You’ll be using both Prometheus and StatsD metrics as a way to show how two types of metrics collection protocols can coexist. StatsD is a push-based tool, whereas Prometheus is a pull-based tool. Systems using StatsD will be pushing data to a collector service, whereas Prometheus will pull that data from the emitting systems.
You’ll start by adding the services described in figure 11.2 to the Docker compose file, then you’ll focus on configuring both the StatsD exporter and Prometheus. The last step will be to create the dashboards in Grafana and start monitoring the services and the event queue. All the code is available in the book’s code repository.
The Docker compose file (see the next listing) will allow you to boot all the services and infrastructure needed for the place orderfeature. For the sake of brevity, we’ll omit the individual services and will only list the infrastructure- and monitoring-related containers.
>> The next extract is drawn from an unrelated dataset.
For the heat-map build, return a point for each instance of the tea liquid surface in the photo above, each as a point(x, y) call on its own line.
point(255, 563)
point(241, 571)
Listing 11.1 docker-compose.yml file
(…)
rabbitmq: ①
container_name: simplebank-rabbitmq
image: deadtrickster/rabbitmq_prometheus
ports:
- "5673:5672"
- "15673:15672"
redis:
container_name: simplebank-redis
image: redis
ports:
- "6380:6379"
statsd_exporter: ②
image: prom/statsd-exporter
command: "-statsd.mapping-config=/tmp/
➥statsd_mapping.conf" ③
ports:
- "9102:9102"
- "9125:9125/udp"
volumes:
- "./metrics/statsd_mapping.conf:/tmp/statsd_mapping.conf"
prometheus: ④
image: prom/prometheus
command: "--config.file=/tmp/prometheus.yml
➥--web.listen-address '0.0.0.0:9090'" ⑤
ports:
- "9090:9090"
volumes:
- "./metrics/prometheus.yml:/tmp/prometheus.yml"
statsd: ⑥
image: dockerana/statsd
ports:
- "8125:8125/udp"
- "8126:8126"
volumes:
- "./metrics/statsd_config.js:/src/statsd/
➥config.js" ⑦
grafana: ⑧
image: grafana/grafana
ports:
- "3900:3000"
As we mentioned before, the services involved in the place order feature emit metrics in the StatsD format. In table 11.1, we list all the services and the metrics each one emits. The services will all be emitting timer metrics.
Service | Metrics |
Account transactions | request_reservation |
Fees | charge_fee |
Gateway | health, sell_shares, |
Market | request_reservation, place_order_stock_exchange |
Orders | sell_shares, request_reservation, place_order |
The mapping config file allows you to configure each metric that StatsD collects and add labels to it. The following listing provides the mapping you’ll create as a configuration file for the statsd-exporter container.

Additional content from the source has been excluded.